This follows on from a previous article explaining the simple difference between dentists and orthodontists in terms of other subjects like doctors and surgeons and police officers and detectives. This article outlines the types of work that dentists and orthodontists do.
Years ago, hundreds of years ago, dentistry was a fairly unsophisticated subject. It required good physical skill, but the range of treatments available was fairly small – if your tooth was badly hurting, you saw someone to take it out. There weren’t any anaesthetics, so if you were lucky, the dentist took out the tooth quickly, and it didn’t break on the way out, and it didn’t hurt too much, and if you were very lucky he took out the correct tooth first time.
There wasn’t the option of modern fillings or root treatments, or gum treatments. There weren’t even antibiotic medicines to stop infections and abscesses. In fact, dental infections were a significant cause of death in the middle ages. Back then, a lot of dentistry, like a lot of surgery, was carried out by barbers, who had a good collection of blades and steel instruments.
Eventually dentistry moved on. More treatments were developed and some teeth could be saved. Advances in anaesthetics meant that more work could be done on teeth without upsetting the patients. After a while examinations were brought in to make sure that the people carrying out dentistry were fit to do so and this helped protect the public from poor dentists.

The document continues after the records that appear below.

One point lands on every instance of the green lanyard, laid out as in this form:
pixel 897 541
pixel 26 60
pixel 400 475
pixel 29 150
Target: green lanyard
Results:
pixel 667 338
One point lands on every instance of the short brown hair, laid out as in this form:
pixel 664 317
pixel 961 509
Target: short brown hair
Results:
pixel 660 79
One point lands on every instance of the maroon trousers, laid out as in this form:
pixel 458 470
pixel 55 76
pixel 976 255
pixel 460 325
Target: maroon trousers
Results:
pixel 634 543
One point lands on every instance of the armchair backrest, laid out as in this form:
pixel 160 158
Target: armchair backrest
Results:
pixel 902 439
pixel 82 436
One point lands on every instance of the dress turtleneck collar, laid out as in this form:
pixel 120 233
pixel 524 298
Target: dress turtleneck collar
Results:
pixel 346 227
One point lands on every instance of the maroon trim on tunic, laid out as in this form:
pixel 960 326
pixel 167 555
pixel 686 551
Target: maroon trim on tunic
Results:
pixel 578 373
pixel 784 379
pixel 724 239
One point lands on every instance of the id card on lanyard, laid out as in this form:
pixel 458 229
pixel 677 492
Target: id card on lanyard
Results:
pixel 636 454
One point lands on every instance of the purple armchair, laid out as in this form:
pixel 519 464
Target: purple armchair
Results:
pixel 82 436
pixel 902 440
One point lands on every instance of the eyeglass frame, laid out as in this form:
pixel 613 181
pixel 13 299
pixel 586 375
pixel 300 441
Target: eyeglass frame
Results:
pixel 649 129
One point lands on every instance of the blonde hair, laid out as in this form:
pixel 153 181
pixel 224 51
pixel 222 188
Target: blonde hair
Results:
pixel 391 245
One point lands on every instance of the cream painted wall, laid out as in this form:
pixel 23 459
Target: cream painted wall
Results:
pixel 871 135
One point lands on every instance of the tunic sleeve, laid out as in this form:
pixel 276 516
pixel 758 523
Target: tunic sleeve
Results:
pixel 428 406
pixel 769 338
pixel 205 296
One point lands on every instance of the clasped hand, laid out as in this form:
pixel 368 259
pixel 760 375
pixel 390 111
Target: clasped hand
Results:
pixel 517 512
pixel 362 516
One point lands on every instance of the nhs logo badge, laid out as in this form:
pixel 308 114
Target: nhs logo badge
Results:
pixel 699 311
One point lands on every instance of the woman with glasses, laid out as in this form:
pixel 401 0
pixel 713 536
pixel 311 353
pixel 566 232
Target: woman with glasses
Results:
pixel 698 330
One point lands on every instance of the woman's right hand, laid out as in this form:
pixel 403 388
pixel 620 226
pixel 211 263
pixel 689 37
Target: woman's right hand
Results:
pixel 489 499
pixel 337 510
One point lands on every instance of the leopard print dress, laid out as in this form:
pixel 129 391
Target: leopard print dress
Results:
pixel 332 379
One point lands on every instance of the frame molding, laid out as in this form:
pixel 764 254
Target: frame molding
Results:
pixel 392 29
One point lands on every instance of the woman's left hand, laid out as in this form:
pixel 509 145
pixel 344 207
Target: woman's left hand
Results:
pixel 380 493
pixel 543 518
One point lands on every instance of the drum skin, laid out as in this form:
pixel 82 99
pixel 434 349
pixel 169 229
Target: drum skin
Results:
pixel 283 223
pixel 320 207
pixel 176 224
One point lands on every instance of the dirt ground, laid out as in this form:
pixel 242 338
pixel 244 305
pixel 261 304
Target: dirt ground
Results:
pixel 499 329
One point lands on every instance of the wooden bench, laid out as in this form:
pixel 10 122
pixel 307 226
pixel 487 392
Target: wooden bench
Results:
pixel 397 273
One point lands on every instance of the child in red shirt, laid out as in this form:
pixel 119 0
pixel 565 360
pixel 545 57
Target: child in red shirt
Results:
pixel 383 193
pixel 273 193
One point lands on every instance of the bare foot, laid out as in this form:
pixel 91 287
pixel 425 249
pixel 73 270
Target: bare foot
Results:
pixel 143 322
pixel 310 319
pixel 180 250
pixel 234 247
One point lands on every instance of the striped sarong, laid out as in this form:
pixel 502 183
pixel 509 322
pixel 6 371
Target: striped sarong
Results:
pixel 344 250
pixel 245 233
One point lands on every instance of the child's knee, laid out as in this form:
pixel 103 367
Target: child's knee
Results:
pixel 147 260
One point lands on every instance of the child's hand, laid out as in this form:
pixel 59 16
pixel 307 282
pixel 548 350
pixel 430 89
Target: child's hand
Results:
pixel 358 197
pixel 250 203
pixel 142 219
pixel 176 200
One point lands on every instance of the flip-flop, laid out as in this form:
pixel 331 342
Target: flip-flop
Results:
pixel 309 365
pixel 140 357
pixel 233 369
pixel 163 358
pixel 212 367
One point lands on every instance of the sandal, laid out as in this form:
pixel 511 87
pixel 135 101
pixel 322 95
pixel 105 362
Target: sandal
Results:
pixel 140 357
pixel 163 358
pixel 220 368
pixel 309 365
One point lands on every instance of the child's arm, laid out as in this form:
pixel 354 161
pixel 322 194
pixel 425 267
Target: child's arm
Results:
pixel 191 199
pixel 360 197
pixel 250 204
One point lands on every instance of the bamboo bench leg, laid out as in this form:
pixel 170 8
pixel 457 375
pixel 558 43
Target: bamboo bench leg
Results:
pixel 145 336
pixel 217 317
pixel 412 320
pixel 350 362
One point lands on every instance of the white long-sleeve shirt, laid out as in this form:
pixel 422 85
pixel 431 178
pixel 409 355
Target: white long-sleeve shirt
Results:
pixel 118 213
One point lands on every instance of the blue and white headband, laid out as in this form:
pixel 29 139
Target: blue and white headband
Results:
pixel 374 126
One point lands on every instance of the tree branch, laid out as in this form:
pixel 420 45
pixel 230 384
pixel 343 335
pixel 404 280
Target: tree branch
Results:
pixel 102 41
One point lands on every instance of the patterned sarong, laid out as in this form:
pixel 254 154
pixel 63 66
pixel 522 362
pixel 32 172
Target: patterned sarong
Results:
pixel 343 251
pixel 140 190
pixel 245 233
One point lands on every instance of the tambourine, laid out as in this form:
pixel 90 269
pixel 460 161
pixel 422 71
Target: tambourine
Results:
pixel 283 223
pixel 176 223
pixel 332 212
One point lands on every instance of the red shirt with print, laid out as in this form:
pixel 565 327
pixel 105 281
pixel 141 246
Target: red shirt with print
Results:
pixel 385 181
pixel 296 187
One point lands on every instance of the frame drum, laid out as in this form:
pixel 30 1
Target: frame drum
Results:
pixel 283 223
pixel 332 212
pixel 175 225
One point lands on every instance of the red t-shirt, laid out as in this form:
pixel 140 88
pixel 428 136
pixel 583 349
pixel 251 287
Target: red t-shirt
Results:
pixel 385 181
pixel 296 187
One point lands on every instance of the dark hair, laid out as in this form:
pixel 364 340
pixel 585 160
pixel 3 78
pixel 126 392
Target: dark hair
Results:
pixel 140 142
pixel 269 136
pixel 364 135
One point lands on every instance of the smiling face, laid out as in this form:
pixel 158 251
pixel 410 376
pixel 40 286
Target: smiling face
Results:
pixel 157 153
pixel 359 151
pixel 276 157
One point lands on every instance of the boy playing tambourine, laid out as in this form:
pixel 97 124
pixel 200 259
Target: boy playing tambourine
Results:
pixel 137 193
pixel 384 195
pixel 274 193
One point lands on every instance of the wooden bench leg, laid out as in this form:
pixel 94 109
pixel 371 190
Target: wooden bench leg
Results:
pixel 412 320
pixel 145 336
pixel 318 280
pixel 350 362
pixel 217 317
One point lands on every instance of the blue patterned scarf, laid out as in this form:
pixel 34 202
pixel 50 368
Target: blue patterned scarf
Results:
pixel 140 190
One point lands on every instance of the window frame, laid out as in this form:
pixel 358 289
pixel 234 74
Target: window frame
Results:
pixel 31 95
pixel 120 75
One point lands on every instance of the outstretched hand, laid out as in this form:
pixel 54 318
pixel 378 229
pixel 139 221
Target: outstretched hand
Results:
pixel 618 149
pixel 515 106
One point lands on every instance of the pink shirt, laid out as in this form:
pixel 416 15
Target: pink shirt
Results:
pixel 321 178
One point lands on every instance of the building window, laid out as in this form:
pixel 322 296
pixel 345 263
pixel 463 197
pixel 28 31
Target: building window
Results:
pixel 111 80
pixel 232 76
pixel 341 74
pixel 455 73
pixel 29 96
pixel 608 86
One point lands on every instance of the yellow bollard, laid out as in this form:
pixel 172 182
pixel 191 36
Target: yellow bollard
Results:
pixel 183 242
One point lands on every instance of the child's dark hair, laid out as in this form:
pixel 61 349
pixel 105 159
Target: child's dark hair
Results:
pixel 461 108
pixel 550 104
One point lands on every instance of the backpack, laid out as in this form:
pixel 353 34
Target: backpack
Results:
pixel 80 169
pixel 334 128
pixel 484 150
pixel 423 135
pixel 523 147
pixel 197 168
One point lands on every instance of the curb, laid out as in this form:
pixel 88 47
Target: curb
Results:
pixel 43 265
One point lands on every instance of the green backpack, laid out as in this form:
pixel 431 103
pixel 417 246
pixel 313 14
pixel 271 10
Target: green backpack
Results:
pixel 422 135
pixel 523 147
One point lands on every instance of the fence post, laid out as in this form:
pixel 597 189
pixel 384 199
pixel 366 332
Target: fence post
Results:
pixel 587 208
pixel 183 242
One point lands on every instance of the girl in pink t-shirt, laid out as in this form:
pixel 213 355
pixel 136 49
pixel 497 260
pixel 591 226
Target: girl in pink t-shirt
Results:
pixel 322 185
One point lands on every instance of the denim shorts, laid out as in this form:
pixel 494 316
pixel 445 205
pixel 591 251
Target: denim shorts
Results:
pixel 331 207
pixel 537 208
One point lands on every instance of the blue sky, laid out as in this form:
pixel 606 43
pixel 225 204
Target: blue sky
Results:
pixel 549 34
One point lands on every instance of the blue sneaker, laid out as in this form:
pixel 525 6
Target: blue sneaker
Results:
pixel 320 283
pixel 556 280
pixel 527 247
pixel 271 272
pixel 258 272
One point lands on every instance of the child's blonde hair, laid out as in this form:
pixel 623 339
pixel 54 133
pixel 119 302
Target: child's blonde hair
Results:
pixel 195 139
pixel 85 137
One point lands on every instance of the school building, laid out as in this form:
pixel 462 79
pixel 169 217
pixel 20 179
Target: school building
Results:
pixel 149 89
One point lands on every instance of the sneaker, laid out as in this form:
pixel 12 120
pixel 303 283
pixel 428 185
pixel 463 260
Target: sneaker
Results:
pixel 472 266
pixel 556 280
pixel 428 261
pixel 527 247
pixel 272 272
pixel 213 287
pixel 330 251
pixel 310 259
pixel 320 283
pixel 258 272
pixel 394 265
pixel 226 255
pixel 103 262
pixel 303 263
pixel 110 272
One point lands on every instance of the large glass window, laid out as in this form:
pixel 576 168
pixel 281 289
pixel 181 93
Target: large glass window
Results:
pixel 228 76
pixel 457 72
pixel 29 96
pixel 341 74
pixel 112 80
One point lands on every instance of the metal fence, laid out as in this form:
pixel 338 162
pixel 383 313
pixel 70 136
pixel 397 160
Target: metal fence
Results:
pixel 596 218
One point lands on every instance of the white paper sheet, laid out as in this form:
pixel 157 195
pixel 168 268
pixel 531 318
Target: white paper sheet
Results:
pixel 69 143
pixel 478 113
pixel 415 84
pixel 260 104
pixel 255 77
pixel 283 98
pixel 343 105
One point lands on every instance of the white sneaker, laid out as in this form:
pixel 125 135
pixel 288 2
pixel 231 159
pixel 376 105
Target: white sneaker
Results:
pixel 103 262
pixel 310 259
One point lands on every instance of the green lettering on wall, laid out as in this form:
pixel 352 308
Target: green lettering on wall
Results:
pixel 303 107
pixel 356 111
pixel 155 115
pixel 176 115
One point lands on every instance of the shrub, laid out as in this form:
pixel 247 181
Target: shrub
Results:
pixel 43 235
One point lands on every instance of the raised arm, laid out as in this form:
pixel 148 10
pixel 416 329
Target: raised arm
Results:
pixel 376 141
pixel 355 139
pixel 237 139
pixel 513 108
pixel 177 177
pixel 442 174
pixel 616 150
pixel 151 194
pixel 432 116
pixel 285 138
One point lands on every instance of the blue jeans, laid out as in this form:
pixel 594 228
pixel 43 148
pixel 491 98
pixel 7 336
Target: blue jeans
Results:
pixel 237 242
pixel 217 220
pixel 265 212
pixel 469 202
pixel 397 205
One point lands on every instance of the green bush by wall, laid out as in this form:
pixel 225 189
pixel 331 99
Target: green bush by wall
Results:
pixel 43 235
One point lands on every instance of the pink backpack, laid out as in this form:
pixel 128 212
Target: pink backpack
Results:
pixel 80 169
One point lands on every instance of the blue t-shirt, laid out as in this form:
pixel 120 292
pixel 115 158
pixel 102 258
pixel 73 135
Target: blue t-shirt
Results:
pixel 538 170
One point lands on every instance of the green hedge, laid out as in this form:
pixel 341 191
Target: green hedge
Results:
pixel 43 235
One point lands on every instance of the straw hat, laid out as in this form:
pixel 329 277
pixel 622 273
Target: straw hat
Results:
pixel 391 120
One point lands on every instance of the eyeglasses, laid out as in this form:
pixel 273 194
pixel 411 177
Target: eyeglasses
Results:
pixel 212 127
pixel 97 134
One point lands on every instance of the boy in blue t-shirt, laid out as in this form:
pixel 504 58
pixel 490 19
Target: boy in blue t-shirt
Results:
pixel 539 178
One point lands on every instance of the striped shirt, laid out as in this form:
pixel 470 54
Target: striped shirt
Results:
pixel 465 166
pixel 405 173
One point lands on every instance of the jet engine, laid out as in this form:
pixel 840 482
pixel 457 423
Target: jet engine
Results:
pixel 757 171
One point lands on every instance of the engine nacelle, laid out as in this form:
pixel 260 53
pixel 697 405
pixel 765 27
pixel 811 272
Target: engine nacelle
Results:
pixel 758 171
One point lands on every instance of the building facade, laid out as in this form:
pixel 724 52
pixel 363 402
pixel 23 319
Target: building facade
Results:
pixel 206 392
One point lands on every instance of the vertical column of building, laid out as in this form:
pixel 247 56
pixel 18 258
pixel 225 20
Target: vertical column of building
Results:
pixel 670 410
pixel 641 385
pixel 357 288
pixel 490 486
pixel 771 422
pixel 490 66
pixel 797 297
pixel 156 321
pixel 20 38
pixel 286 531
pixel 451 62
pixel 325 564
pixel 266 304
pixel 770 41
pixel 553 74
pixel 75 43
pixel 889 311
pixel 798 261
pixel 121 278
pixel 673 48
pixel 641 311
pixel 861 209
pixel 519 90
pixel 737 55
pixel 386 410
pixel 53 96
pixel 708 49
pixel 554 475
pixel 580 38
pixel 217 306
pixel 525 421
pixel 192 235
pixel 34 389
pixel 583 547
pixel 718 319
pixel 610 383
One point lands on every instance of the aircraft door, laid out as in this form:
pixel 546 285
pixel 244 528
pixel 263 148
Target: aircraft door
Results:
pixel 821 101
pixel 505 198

Over the years dentistry became even more advanced. Nowadays, a dentist would leave dental school and expect to know about:
- Tooth whitening
- Root treatments
- Gum diseases
- Jaw muscle problems
- Problems involving the lining of the mouth, including the tongue, and including monitoring for mouth cancer
- Dental Surgery
- Children’s dentistry
- Dental X-Rays
- Medical problems related to dentistry
- Dental problems related to medicine
- Medications needed to treat dental problems
That’s a lot to stay on top of, and it also is a lot of instruments to keep in order to provide all of these treatments, so many dentists tend to concentrate on the areas that interest them most. The area I know best is orthodontics, and here are some of the areas of orthodontics that orthodontists need to think about when planning, organising, and carrying out treatment for a patient:
- Invisible braces (like INVISALIGN))
- Tooth coloured braces (like DAMON CLEAR)
- Metal Fixed Braces (train tracks like DAMON Q or MX)
- Lingual Braces (Braces on the inside of the teeth)
- Removable braces
- Retainer braces
- Twin block braces
- Headgear braces
- Developing teeth
- Extra teeth (supernumerary teeth)
- Missing teeth
- Teeth with abnormal roots
- Teeth in an abnormal position
- Abnormal jaw bone
- Abnormal tooth shape
- Abnormal jaw sizes
- Abnormal gums
- How the growth of the face and jaws will affect the treatment
- How to tell if a patient’s face is still growing
- If the patient needs surgery for the teeth
- If the patient needs surgery for the jaws
- If the patient needs surgery for the gums
- If the wisdom teeth will affect things
- Is there any special reason why the finished result won’t be stable
- If treatment is going well or not
So you can see there is plenty to think about when you are doing orthodontics, and doing all of these things well takes a big range of instruments and dental gadgets, and I think any dental specialist will tell you it is the same for the area that they work in.
Staying up to date with the best way of working out what the problems are, and the best way of treating them can take a while, so orthodontists usually spend all their time working in this one area. That way we can keep learning and stay up to date with the subject, and we get more comfortable with the details of treating orthodontic problems because we do it every day, and have a full range of equipment for looking after the details in the most comfortable way for the patient too.
I do update myself on the other areas of dentistry, so that I know how to interact with other dentists to get the best results for our patients, but I don’t do the other areas of dentistry myself because that would start to get me out of my “performance zone” as an orthodontist – if I spent an hour doing fillings or making dentures for a patient, that would be an hour that I wouldn’t be doing orthodontics, and I would be getting out of practice with my own instruments.
New wires? New braces? New technology? New techniques? Most orthodontists are reading journals every week, going to lectures every few months to learn about them. We don’t do the other bits of dentistry, so we can concentrate on the area we love to do.